We are assured, by the ICC, that more ‘correct’ decisions are being made these days as a result of its implementation, although presumably the benchmark for this is the technology itself, which by its very nature has its own flaws and margins of error.
The idea that the umpire’s decision is final, a cornerstone of the spirit of cricket enshrined in the laws, is effectively defunct.
But let us take this at face value and say that the principle of a technology-based decision-making process, strictly as an adjunct to the human umpire, is a good thing.
Why, then, does it appear more often to be asking questions than providing answers?

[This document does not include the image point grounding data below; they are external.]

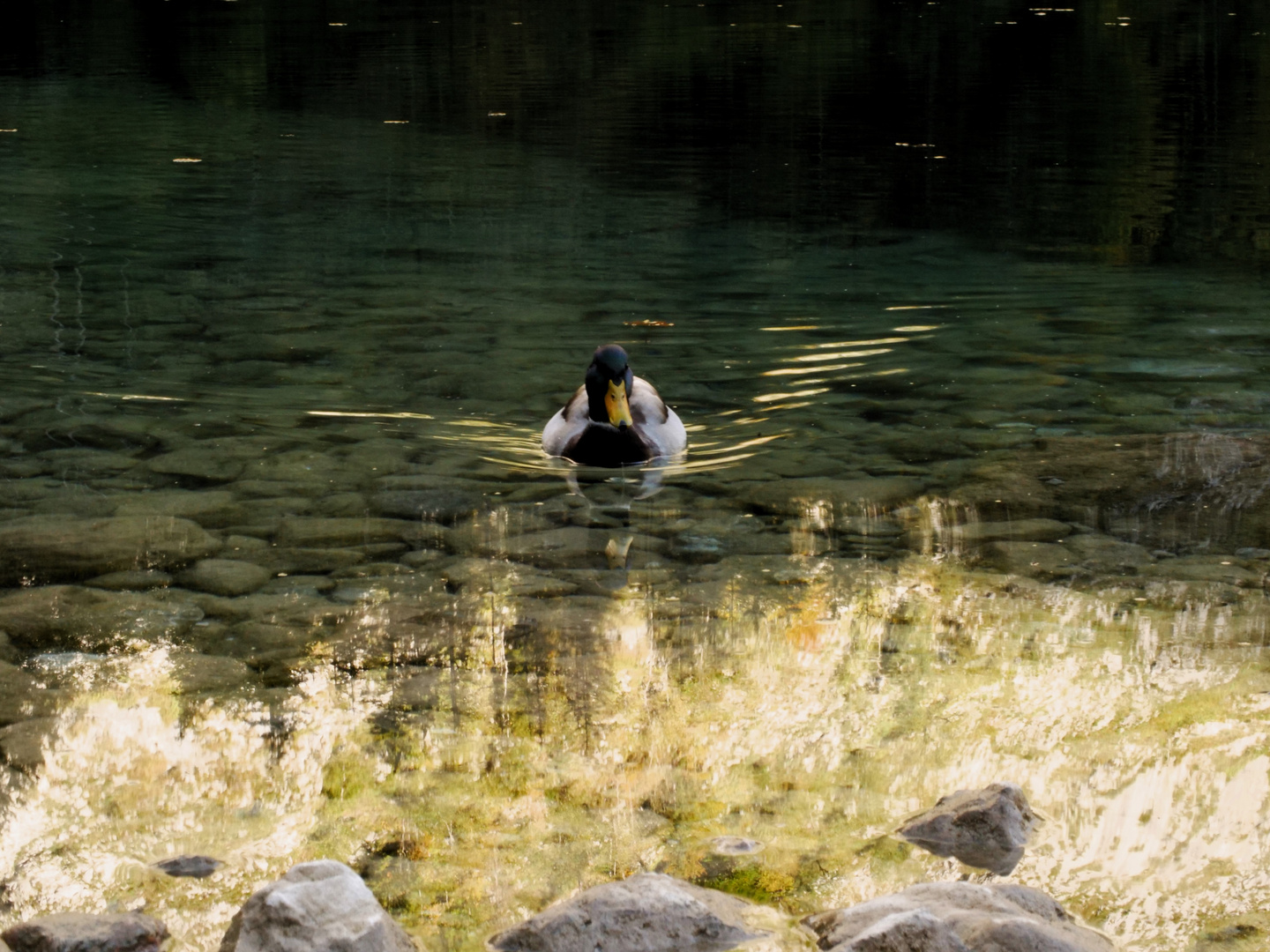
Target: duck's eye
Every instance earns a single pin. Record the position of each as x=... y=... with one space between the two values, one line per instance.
x=615 y=401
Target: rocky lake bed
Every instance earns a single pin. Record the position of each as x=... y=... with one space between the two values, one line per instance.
x=473 y=684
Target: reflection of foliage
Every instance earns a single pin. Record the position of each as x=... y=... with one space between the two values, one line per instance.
x=1065 y=133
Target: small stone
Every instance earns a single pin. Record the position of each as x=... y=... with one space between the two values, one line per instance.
x=978 y=533
x=646 y=913
x=444 y=504
x=1104 y=554
x=843 y=496
x=22 y=697
x=1038 y=560
x=986 y=828
x=23 y=743
x=224 y=576
x=80 y=932
x=69 y=617
x=915 y=931
x=57 y=547
x=131 y=580
x=197 y=867
x=736 y=845
x=1224 y=569
x=318 y=906
x=197 y=673
x=207 y=464
x=208 y=508
x=300 y=531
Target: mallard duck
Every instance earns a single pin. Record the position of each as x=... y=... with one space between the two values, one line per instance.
x=615 y=418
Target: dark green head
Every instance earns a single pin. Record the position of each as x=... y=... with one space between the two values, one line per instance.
x=609 y=386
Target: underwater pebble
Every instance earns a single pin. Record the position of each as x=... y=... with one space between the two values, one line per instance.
x=978 y=533
x=23 y=697
x=197 y=672
x=131 y=580
x=1036 y=560
x=22 y=744
x=195 y=866
x=796 y=496
x=224 y=576
x=58 y=547
x=736 y=845
x=90 y=620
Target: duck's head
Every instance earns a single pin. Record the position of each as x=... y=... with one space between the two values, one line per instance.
x=609 y=386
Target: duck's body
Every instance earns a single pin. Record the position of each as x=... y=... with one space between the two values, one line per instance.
x=615 y=418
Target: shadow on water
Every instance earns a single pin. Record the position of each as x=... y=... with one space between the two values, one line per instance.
x=961 y=309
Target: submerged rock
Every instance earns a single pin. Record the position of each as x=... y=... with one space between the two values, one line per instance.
x=957 y=917
x=646 y=913
x=80 y=932
x=198 y=462
x=224 y=576
x=197 y=867
x=131 y=580
x=58 y=547
x=986 y=828
x=22 y=695
x=977 y=533
x=444 y=502
x=90 y=620
x=23 y=743
x=1036 y=560
x=318 y=906
x=845 y=496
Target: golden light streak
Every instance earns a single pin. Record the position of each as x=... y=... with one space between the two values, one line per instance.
x=383 y=417
x=135 y=397
x=854 y=343
x=755 y=442
x=773 y=398
x=839 y=355
x=799 y=371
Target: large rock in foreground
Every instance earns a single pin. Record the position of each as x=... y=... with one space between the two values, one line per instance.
x=319 y=906
x=957 y=917
x=51 y=547
x=986 y=828
x=80 y=932
x=646 y=913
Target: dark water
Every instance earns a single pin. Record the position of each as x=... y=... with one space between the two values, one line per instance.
x=963 y=306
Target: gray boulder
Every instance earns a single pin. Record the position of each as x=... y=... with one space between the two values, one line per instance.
x=224 y=576
x=957 y=917
x=197 y=867
x=318 y=906
x=58 y=547
x=80 y=932
x=646 y=913
x=986 y=828
x=77 y=619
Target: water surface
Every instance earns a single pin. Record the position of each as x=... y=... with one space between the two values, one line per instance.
x=964 y=310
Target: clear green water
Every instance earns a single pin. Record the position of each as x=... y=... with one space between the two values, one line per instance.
x=389 y=265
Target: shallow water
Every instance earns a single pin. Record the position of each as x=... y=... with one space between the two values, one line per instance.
x=973 y=361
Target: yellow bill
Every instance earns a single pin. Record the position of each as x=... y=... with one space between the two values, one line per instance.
x=615 y=401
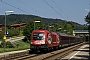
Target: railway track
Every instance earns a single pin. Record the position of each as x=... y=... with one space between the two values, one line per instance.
x=54 y=55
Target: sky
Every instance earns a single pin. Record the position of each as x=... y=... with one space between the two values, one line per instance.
x=69 y=10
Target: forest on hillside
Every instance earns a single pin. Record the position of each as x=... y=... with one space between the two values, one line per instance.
x=18 y=18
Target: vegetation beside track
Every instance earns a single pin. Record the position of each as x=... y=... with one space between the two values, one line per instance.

In its entirety the DRS has three components.
First comes the technology, which includes Hawk-Eye for ball-tracking together with a predictive element; Hot Spot as a means of detecting edges by thermal imaging; Pitch Mat, designed to help identify where the ball pitches in relation to the stumps; slowmotion and superslowmotion as well as real-time pictures in high definition; audio from the stump mics; pictures for line decisions; and very likely a Nespresso machine to keep the third umpire awake.
Next there is the human element, which starts with the players and umpires on the field and then involves the third umpire.
Finally comes the process by which reviews and other decisions are made.
It is abundantly clear that, when all these elements are added together, their inherent flaws compound and create the potential for volatility.
The technology, even without the human element, will never be 100% reliable, as the Indian cricket board’s president, Jagmohan Dalmiya, insists it should be before his country sanctions its use.
He is just talking mischievous nonsense: even his car surely has the potential to get a puncture once in a while but he probably still uses it.
What can happen, though, and probably will as a matter of urgency now before the game degenerates into a laughing stock, is that the flaws in each part are addressed and rectified as far as possible.
This might mean abandoning Hot Spot in the first instance, for the technology supplied in this series is obviously not up to the mark and scarcely an advertisement for the future procurement of updated equipment being trialled at the moment.
It will certainly mean re-examining the parameters within which the dreaded ‘umpire’s call’ fall, the more fairly to reflect the more slender margin of error in the technology.
No review should be lost for a single ‘umpire’s call’ and more than that should be automatically not out whatever the on-field decision.
A real-time Snickometer, also being trialled, while again not definitive, should be a priority.
Most pertinent, though, has to come the realisation that the job of third umpire is not something that can be done on a rotational basis but is a specialist job requiring specialist training.
There is no reason why a third umpire technician (for that is what he, or indeed she, would be) needs the same training as an onfield umpire.
This is about interpreting the evidence of technology.
It will not be long before there is a university degree in it.